Theater

The Lady From Dubuque: Meet the Intruders

by

Jo (Laila Robins) is dying. But that doesn’t stop her and her husband, Sam (Michael Hayden), from having friends over to play party games in their spacious two-story home, sweepingly designed by John Arnone with a museum-width modernist staircase. At the start of Edward Albee’s The Lady From Dubuque (Pershing Square Signature Center), they’re playing Twenty Questions, and it’s Sam’s turn. “Who am I?” he asks. The question will be reiterated, in increasingly larger contexts, as Albee’s troubling, frustrating, fascinating play speeds on.

In the game, Sam turns out to “be” two people, mythical twin brothers who have a fatal disagreement. But as Jo’s pain increases, ratcheting up her hostility toward Sam and their guests, two mythical people, distinctly not brothers, arrive: a woman (Jane Alexander) claiming to be Jo’s mother “from Dubuque,” and her companion, Oscar (Peter Francis James), a man of color who claims to be many things and displays quasi-supernatural powers. Who are they? No answer they give satisfies Sam.

He can’t get satisfaction, in part, because he hasn’t fully answered his own initial question yet. Deep down, he doesn’t know who he is, or who his friends are. A metaphysical allegory carried on in the brusque, “get-the-guests” tone of Virginia Woolf‘s middle act, the play has a political edge that keeps it from turning either cosmically airy or crass. Two strangers take over your house, overpower you, and watch approvingly while a supposedly close friend ties you up: Even allegorically, those events wouldn’t sound metaphysical to an Eastern European.

But metaphysics is still the essence. Jo’s impending death, the first fact we learn in the play, remains its constant, the harsh, simple truth that Sam is simultaneously striving to accept and refusing to absorb. At the end, he’s alone, with untrustworthy friends and unexplained intruders both gone. As a statement, the play’s complete: Albee has created a powerful, multi-layered image of dying and the sense of loss it brings, complete with feelings of helplessness, of the futile comfort friends offer, of a terrifying, inexplicable presence having invaded one’s life. Even a multi-layered image, though, isn’t a drama. Albee tilts this particular image in various directions, showing off its many facets, here the protracted agony, there the lame attempts at optimistic bravado. What he doesn’t do is draw you through the experience across time—precisely theater’s function. A sharp, witty, and astute playwright, he declines here, as in several of his other works, his obligations as a dramatist.

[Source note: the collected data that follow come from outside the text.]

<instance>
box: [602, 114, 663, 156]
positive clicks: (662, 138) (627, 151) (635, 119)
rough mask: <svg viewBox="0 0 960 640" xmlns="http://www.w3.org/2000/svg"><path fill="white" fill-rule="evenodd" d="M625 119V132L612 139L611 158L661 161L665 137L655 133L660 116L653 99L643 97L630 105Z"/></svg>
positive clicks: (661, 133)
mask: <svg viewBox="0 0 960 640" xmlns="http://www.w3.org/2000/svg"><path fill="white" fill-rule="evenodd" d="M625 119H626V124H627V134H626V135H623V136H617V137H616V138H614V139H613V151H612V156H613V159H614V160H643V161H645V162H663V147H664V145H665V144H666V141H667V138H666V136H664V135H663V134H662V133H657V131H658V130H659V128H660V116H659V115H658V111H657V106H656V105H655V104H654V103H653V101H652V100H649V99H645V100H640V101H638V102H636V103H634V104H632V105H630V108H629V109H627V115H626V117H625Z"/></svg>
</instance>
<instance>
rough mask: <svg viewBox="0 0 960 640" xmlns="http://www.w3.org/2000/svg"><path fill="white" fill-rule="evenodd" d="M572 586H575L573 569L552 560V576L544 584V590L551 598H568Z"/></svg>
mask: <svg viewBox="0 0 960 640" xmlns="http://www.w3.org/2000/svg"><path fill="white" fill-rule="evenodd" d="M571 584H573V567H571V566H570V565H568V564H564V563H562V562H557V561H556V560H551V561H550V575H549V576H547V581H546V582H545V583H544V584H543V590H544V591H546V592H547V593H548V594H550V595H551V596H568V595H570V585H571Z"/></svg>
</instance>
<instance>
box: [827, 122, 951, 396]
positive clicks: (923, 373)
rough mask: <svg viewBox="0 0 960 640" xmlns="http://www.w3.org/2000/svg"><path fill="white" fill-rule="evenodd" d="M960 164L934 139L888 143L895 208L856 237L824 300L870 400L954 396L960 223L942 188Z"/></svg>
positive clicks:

David Esbjornson’s sleek yet surprisingly poignant production, with its strongly focused acting, underscores the missing element’s absence. Robins’s Jo, her devastating moans and screeches dazzlingly varied by stabs of caustic ferocity, makes such a powerful impression that the reduction of her role, in act two, to an occasional vague whimper seems an authorial lapse, supplying neither the slow waning nor the sudden disappearance that make a loved one’s death so traumatic. After intermission, Jo is simply sort of there, and then sort of not.

Similarly, Albee shortchanges his metaphysical intruders. The title role apparently invites a star, and Jane Alexander unmistakably deserves that status. But Albee has given her little chance to unleash her star power, instead shifting our attention to Oscar, who initiates such action as the pair takes. His barbed badinage about race with Sam and his friends advances nothing, merely layering more politics onto the image. Francis James handles the role with suavity. Still, audience eyes keep turning to where Alexander sits, placidly inactive, lending her vibrancy to the intermittent remarks Albee has vouchsafed her.

Rarely has a playwright brought a goddess onstage to do so little. And this “lady from Dubuque”—who is not, as she carefully explains to us, The New Yorker‘s prototype-provincial “little old lady from Dubuque”—is, discernibly, a goddess, not Jo’s biological mother but the serene Magna Mater who brings birth and death to us all. Yet divine intervention, in drama, should act as a catalyst, compelling the protagonist to grow to a realization of self. This doesn’t happen: Sam simply remains, obdurate and puzzled. Hayden, stuck in this gnomic role, seems to have stopped digging at some point. One can’t say the script encouraged him to search deeper. Riveting yet off-putting, it feels frozen, a fossil reality trapped in amber.